Alors que je suis coutumier d’user de mon droit légal de faire des clichés photographiques d’assemblées locales, se pose la question pourquoi ce 20 septembre 2018 et pas avant Marc Angenault a ressenti le besoin impérieux de perturber le conseil communautaire pour m’apostropher. Que s’est-il passé récemment qui l’amène à déroger à toutes les règles de bienséance républicaine ?

Est-ce dû à mon intervention publique 3 jours avant à Loches dans le cadre de la réunion publique de Projet de territoire qui traitait de l’économie de la CCLST, domaine dont Marc Angenault est le vice-président ?

Extraits de mon intervention portant sur la politique économique territoriale :

« Seconde question : « Développer l’activité économique et l’emploi » Quelles sont les actions à entreprendre……

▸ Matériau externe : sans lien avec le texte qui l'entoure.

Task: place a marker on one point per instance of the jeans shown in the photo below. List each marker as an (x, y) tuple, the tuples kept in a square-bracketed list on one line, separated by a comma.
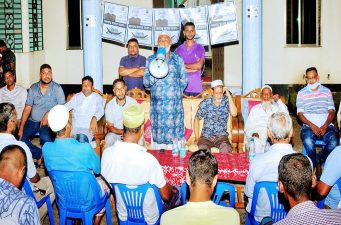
[(331, 138), (30, 130)]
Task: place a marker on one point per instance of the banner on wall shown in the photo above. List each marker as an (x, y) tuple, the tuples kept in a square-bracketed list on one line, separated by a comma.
[(115, 22), (197, 15)]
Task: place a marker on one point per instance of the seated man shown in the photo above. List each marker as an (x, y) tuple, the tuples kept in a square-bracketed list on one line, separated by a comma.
[(88, 108), (257, 121), (16, 207), (13, 93), (201, 177), (295, 181), (327, 184), (316, 110), (67, 153), (215, 112), (114, 112), (264, 167), (127, 162)]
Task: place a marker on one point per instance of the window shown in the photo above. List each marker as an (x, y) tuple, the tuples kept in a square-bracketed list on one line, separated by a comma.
[(10, 24), (303, 23), (74, 24)]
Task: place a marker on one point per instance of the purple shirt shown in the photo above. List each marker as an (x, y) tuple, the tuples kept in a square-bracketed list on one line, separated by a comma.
[(192, 55), (138, 61)]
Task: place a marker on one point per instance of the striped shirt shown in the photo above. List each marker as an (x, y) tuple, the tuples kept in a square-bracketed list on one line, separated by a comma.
[(307, 213), (315, 104)]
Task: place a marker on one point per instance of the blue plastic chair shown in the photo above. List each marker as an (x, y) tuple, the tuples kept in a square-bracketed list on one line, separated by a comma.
[(219, 190), (46, 199), (133, 198), (278, 211), (79, 196)]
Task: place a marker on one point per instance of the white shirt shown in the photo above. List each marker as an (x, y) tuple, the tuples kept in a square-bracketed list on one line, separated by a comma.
[(17, 97), (84, 108), (257, 121), (9, 139), (114, 111), (264, 167), (129, 163)]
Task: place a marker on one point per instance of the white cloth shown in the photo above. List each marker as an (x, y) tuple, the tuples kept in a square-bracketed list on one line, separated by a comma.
[(257, 121), (9, 139), (264, 167), (84, 108), (129, 163), (114, 116), (17, 97)]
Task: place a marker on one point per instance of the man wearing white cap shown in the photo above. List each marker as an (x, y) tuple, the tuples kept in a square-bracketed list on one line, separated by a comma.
[(215, 112), (67, 154), (257, 121), (127, 162), (166, 108)]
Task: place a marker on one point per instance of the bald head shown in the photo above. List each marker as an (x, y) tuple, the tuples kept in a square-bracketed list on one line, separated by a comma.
[(13, 163)]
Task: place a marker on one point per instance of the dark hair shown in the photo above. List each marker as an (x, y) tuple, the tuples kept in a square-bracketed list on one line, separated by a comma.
[(6, 113), (132, 40), (45, 66), (202, 167), (189, 24), (310, 69), (295, 172), (89, 78), (118, 80)]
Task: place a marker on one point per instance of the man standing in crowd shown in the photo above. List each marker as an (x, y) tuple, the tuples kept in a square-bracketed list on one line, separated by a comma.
[(16, 207), (215, 112), (88, 108), (13, 93), (166, 108), (316, 110), (127, 162), (264, 167), (42, 96), (132, 66), (193, 55), (257, 121), (201, 177), (114, 112)]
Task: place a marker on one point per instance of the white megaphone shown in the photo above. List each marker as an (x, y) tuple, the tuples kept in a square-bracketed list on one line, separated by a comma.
[(158, 68)]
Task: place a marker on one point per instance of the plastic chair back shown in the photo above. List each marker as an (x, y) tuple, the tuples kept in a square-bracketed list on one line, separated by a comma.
[(133, 198), (278, 211), (46, 199)]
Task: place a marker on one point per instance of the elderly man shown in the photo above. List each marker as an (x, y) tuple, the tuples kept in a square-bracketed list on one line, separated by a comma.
[(127, 162), (316, 110), (166, 108), (264, 167), (201, 177), (295, 181), (88, 108), (42, 96), (16, 207), (114, 112), (215, 112), (257, 120), (193, 55), (13, 93), (67, 153), (132, 66)]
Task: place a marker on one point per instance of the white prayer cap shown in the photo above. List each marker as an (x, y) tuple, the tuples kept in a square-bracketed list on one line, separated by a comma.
[(216, 83), (58, 117)]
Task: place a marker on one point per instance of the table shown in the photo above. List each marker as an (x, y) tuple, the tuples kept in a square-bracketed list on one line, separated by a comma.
[(231, 166)]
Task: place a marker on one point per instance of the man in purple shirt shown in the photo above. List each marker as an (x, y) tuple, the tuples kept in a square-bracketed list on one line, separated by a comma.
[(193, 55), (132, 66)]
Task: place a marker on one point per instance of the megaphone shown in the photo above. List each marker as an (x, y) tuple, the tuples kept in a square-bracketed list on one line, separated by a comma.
[(158, 68)]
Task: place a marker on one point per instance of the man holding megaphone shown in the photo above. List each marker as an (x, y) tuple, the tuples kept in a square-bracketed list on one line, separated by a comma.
[(166, 77)]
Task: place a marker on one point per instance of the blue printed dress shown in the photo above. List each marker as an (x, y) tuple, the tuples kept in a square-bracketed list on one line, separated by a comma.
[(166, 108)]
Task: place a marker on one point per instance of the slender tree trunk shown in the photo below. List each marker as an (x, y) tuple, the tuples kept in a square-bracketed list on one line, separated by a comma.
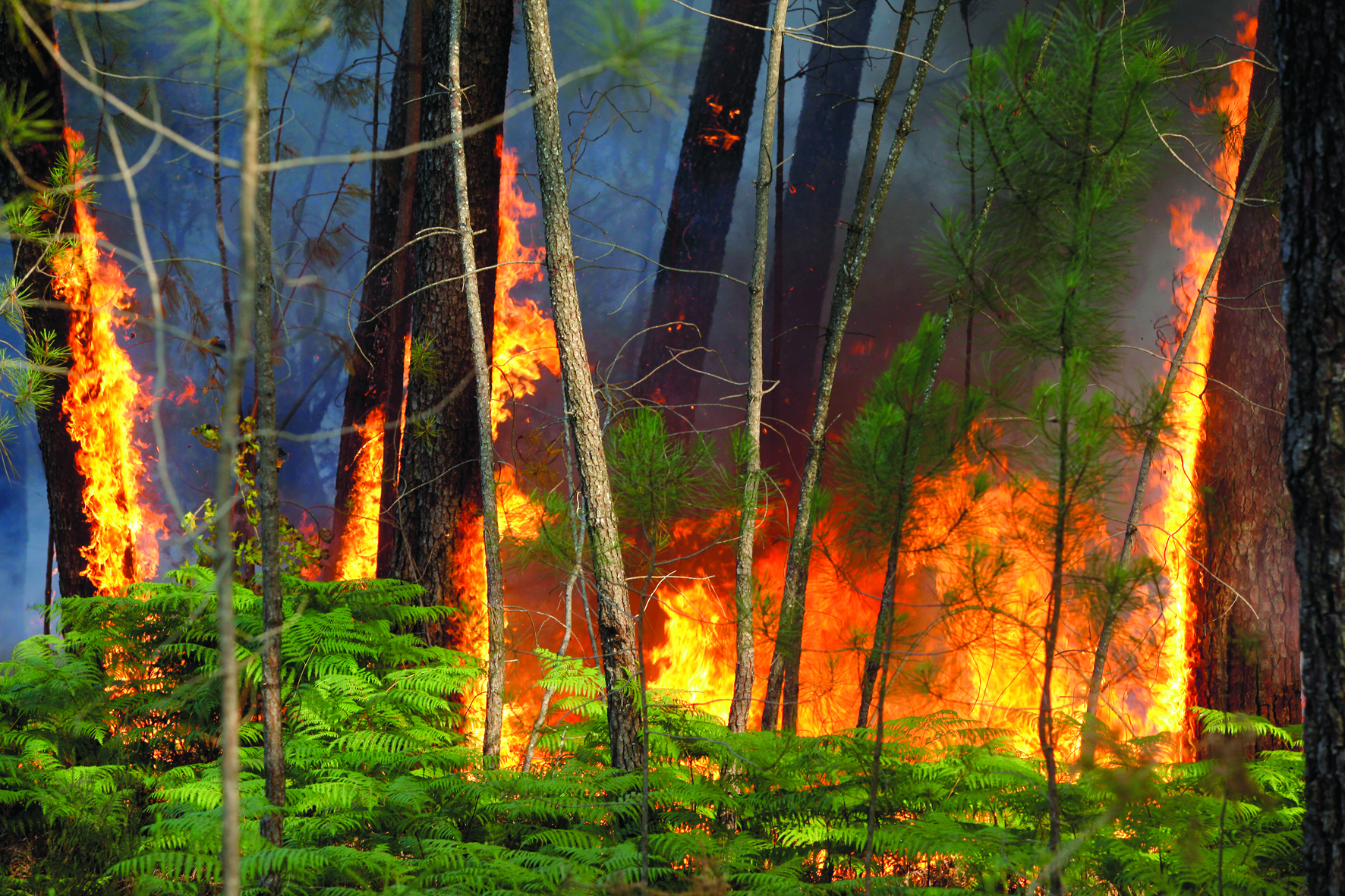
[(1111, 617), (620, 659), (486, 445), (783, 682), (811, 212), (268, 501), (24, 64), (1244, 591), (743, 589), (686, 285), (249, 189), (1310, 38), (366, 388), (437, 506), (398, 310)]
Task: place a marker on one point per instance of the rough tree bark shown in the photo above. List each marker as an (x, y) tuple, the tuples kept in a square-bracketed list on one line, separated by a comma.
[(437, 497), (366, 386), (268, 502), (616, 627), (1244, 591), (484, 440), (26, 66), (744, 670), (1310, 39), (782, 694), (811, 212), (701, 210)]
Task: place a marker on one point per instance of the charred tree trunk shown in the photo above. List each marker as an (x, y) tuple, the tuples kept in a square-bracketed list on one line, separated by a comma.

Alors, à regarder les budgets de la CCLST (voir l’article « Aménageurs de territoire »), on pourrait dire que sa politique économique est celle d’une Société Civile immobilière : des zones d’activité, des bâtiments construits et loués, ou des bâtiments usés et fatigués rachetés trop cher (voir l’article « Loches Sud Touraine fait la banque »), rénovés à grand frais pour être enfin loués au prix du marché. A peu près tout le budget « économique » y passe.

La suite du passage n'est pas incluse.